The problem occurs rarely and we haven't been able to reliably reproduce it outside of production. After applying the two attached patches, it hasn't reproduced. There are substantial other changes to the epoll code upstream which might or might not be required to safely convert to a mutex. So I don't think we'd be willing to try backporting the current upstream code and rolling it out to production.

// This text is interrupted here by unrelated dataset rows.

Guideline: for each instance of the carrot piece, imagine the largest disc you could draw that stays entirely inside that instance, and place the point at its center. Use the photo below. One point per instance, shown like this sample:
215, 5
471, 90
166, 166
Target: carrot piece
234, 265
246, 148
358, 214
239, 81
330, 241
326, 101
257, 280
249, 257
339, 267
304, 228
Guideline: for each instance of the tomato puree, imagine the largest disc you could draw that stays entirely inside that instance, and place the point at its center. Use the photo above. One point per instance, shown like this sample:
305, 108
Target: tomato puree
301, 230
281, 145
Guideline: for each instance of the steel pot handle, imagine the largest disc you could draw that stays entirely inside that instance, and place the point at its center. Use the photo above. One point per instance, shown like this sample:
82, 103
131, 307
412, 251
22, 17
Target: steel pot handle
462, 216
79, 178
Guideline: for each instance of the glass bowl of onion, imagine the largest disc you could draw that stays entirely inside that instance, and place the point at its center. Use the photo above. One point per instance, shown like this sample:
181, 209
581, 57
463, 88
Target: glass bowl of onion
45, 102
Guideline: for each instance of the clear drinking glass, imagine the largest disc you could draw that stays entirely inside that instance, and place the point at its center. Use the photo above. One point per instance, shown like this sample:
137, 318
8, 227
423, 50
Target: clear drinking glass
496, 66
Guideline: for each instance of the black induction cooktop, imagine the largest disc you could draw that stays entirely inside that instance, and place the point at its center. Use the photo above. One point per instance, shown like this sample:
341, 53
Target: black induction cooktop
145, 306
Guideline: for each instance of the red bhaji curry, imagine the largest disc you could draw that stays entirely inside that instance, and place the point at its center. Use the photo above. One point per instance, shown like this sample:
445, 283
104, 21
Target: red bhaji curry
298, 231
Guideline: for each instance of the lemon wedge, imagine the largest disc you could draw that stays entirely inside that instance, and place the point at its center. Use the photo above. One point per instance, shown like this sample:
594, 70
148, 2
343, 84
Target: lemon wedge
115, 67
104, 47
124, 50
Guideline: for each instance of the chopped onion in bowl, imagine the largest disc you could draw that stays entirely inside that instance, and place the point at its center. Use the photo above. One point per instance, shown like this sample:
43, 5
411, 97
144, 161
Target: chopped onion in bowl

Note the fixes in attachment 338373 [details] would also apply to any other users of rw_semaphore.
This request was evaluated by Red Hat Product Management for inclusion in a Red Hat Enterprise Linux maintenance release. Product Management has requested further review of this request by Red Hat Engineering, for potential inclusion in a Red Hat Enterprise Linux Update release for currently deployed products. This request is not yet committed for inclusion in an Update release.
Created attachment 514074 [details] patch tested by customer The customer tested the attached patch, and says the problem is resolved. They would like this fix in RHEL4.9
My customer (a large Wall Street firm) is experiencing these symptoms on production x86_64 systems also. We are interested in getting this patch tested and hopefully released, even considering how late rhel4 is in production. Their rhel4 isn't going away for quite a while still.